JOHANNESBURG (Reuters) – Uber Eats’ South African unit on Thursday expanded delivery offerings, launching an app-based over-the-counter medicines service as it seeks to claw market share in the fast-growing online shopping sector in Africa’s most industrialised economy.
The equally lucrative medicines delivery market is controlled by pharmacy chains Clicks and Dis-Chem, which offered delivery services long before COVID-19 spurred a shift to online shopping.
Analysts say such “first movers” including Naspers- owned Takealot, have a natural advantage over newcomers, especially with users increasingly seeking to use fewer smartphone applications to do more things.
But Uber Eats is banking on a “marketplace” strategy – combining ride-hailing and grocery deliveries and other services on a single mobile phone app that already has over 2 million users in the country, it said in a statement.
Its latest foray in the delivery sector is in partnership with local health group Medicare, which operates more than 50 clinics and pharmacies around the country, and will allow its app users to purchase over-the-counter medication.
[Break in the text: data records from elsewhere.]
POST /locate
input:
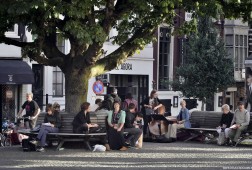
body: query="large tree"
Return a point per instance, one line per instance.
(87, 23)
(207, 68)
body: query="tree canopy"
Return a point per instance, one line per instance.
(87, 24)
(207, 68)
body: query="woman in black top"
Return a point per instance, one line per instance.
(52, 123)
(150, 106)
(226, 120)
(81, 122)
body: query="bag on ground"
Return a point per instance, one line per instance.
(27, 146)
(221, 138)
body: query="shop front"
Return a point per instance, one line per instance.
(13, 74)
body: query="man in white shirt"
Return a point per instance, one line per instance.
(97, 104)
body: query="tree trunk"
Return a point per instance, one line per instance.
(76, 88)
(203, 105)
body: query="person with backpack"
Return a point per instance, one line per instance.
(32, 111)
(52, 123)
(225, 123)
(239, 123)
(129, 99)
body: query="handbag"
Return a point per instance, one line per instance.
(149, 111)
(221, 138)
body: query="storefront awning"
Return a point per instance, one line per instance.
(15, 72)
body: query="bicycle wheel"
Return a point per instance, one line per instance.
(2, 138)
(7, 141)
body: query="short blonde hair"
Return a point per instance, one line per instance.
(29, 94)
(225, 106)
(183, 101)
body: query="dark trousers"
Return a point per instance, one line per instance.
(80, 129)
(115, 139)
(44, 130)
(134, 134)
(147, 119)
(30, 124)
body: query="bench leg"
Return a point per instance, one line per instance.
(192, 137)
(60, 144)
(87, 143)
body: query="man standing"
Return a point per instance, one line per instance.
(32, 111)
(239, 123)
(249, 94)
(134, 132)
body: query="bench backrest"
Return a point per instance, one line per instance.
(205, 119)
(209, 119)
(67, 119)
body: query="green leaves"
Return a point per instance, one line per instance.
(207, 68)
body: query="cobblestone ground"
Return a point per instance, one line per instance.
(179, 155)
“The nationwide lockdown and restriction in movement created an immediate need to accelerate our business in increasing the accessibility to daily essentials,” general manager of Uber Eats South Africa Shane Austin told Reuters.
“Which is part of the reason our focus has been towards on-boarding various other merchants onto the app, aside from just restaurants.”
In its latest Digital Market Outlook, information portal Statista predicted South Africa’s e-commerce market would see annual compound growth of 11% up to 2024, with the number of online shoppers growing to nearly 37 million from around 25 million currently.